El otro problema que preocupa es que todos estos tipos de eventos, tanto grandes como pequeños, no tienen protocolo y aumentan el riesgo de transmisión del virus Covid 19.

IDEAR ha estado trabajando durante meses en protocolos seguros para asegurar la cuidadosa reapertura de las boleras y discotecas del país. La propuesta, que ya ha sido presentada al ejecutivo, es seguir un esquema muy similar al desarrollado por la restauración, que en principio permitiría abrir el 25% de los locales y en las burbujas sociales para que los jóvenes puedan salir de nuevo.

«Las reuniones sociales tienen lugar hoy. Es un gran error negarlos. En nuestra opinión, la única manera de combatir la clandestinidad y garantizar a los jóvenes que puedan divertirse, pero con cuidado, es volver gradualmente a la actividad. Si pudiéramos abrir nuestras boleras, el número de fiestas secretas disminuiría significativamente», explica Ariel Gambini, propietario de Mute Argentina y uno de los fundadores de IDEAR.
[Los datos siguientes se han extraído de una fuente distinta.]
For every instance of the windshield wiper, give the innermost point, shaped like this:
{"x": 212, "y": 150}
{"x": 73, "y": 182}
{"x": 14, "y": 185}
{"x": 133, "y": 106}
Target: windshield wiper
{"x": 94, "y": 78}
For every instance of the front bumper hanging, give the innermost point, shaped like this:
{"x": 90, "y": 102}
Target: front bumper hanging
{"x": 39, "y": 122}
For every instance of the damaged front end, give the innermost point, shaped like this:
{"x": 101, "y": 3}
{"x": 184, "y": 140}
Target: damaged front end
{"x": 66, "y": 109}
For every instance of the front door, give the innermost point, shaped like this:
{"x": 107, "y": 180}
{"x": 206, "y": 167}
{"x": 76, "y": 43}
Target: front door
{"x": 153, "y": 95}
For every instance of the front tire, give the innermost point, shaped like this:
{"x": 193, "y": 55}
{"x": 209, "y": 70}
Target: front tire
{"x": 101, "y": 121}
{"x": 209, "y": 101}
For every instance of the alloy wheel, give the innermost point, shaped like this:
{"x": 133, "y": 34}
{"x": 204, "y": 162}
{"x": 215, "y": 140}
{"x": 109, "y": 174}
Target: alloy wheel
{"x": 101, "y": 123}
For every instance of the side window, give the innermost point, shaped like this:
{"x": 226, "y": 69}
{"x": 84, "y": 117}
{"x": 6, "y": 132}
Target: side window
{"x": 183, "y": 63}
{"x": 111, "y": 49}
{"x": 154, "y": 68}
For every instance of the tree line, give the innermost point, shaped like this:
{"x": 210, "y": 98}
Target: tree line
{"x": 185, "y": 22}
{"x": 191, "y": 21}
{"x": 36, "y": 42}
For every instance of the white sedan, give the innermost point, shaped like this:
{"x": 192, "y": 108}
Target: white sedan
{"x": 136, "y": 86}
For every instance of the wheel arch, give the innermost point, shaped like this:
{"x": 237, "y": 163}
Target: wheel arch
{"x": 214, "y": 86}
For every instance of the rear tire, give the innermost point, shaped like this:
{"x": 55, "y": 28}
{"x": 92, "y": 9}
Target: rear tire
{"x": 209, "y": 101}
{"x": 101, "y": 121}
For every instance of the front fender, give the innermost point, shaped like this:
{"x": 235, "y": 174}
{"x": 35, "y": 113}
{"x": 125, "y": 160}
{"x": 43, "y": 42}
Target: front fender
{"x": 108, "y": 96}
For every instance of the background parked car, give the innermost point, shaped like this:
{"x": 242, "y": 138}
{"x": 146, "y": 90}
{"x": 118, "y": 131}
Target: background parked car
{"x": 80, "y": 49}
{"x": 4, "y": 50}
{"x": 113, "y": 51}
La dinámica propuesta por los empresarios es la reapertura con burbujas sociales de no más de 10 personas por mesa y con restricciones de movilidad dentro de los bolos.

«Nuestra idea es tener controles en la entrada, para medir la temperatura de todos los que entran, y tener mesas preparadas con bandas de seguridad alrededor de ellas, para que la movilidad sea muy baja. De esta manera los niños podían bailar entre ellos y con la distancia necesaria», añade Gambini.

Cabe mencionar que algunos funcionarios ya han demostrado que son receptivos a esta situación y que están dispuestos a trabajar en una solución que les permita reducir el nivel de secreto y registrar la actividad de entretenimiento.

Mar del Plata ya ha anunciado que aprobará eventos seguros al aire libre, mientras que Chaco ha confirmado recepciones y fiestas al aire libre para finales de año.

Sergio Berni, Ministro de Seguridad de la Provincia de Buenos Aires, dijo a Canal América: «No participo en las prohibiciones, no por ninguna cuestión ideológica, sino porque la prohibición no funciona en un país de pecadores como el nuestro. Me he reunido con una de las personas que tiene una bolera de baile para que me haga una propuesta razonable, que tiene que ver con la legalidad y no con la prohibición, y para que pueda empezar a pensar juntos en cómo podemos hacer esto».